After parting with £105 of hard-earned cash I bounced into my emails and immediately spotted an email from one of the world's foremost technology brands. I opened the generic, non-personalised and overly verbose email (not a great start) which was promoting a thought leadership piece that had recently been published. I clicked through to a page of PDF downloads within their main website. No explanation, no instructions, no help. Just a library of uniform PDF icons with title text keeping each one company. After 10 seconds I finally located the content of interest, 8 seconds later the 10mb file downloaded. I opened it. My reward was 12 pages of long, flat content made up of approximately 5,000 words. As interesting and relevant as the subject matter was to me there was not a cat in hell's chance of me getting a window - both mental and time based - to read that.

I'm not suggesting B2B brands need to start trying to replicate what a Nike or a Pepsi are doing. That would neither be affordable or relevant. It's about taking some of the tactical essence as to why a lot of these brands content works so well and adapting this to work effectively in your own content universe.

Think about how you can use a mix of content types to bring it to life - a picture speaks a thousand words and a video will typically do a whole lot more than that. Use interactive (see M.o.T's below) elements to give your content a truly conversational feel and elevate the experience above the content status quo. If you're trying to educate people then it's been widely proven that 'doing' is a darn sight more effective than simply reading.
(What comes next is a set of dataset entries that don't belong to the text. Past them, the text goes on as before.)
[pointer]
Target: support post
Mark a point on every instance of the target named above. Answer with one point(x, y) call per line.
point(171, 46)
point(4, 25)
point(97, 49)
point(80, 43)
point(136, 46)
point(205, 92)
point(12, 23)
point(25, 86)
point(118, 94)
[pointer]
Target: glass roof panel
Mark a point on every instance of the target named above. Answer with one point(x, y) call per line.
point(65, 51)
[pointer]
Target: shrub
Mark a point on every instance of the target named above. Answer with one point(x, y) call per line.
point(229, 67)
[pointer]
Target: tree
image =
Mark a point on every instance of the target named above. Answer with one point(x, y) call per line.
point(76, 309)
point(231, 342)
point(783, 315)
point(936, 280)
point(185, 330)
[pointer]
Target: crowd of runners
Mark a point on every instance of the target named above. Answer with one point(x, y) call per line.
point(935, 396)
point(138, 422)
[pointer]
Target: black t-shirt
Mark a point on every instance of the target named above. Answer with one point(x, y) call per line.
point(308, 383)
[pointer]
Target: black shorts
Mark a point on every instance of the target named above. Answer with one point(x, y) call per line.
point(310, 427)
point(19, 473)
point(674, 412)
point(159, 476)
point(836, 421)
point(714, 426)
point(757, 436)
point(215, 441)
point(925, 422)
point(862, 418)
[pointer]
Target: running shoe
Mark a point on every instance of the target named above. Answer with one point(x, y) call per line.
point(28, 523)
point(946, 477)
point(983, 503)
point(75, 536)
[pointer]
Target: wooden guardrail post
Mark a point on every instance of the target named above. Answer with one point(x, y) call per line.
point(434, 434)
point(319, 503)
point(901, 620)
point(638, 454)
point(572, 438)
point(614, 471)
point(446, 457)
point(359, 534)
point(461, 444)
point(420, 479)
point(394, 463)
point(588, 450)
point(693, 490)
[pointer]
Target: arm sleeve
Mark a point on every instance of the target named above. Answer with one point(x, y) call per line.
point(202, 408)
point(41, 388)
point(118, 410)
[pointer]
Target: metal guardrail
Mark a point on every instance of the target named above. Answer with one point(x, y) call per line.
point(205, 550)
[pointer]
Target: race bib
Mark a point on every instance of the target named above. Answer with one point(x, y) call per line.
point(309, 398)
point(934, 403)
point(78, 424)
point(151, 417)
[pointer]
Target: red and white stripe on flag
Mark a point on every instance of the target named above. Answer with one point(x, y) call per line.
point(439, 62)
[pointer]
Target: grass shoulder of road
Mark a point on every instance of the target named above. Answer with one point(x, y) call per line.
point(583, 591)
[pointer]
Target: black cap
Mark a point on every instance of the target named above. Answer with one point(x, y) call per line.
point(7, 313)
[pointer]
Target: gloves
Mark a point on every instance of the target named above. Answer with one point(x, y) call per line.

MOT = Moment of Truth. The point at which the penny drops and the journey through your content edges over the all-important tipping point into the realm of true and meaningful engagement. This moment can come in many forms. It can be a summary which brings a thought piece to a meaningful close, an infographic that visually articulates a piece of research, an interactive video that educates and entertains, personalised and interactive microsites, interactive business case builders... the list goes on. My point being that if you genuinely want your content to get that stand out, you need to think about injecting it with these moments of magic, these moments of truth where your content elevates itself above the noise, grabs hold of its audience by the hand and walks them through your front door.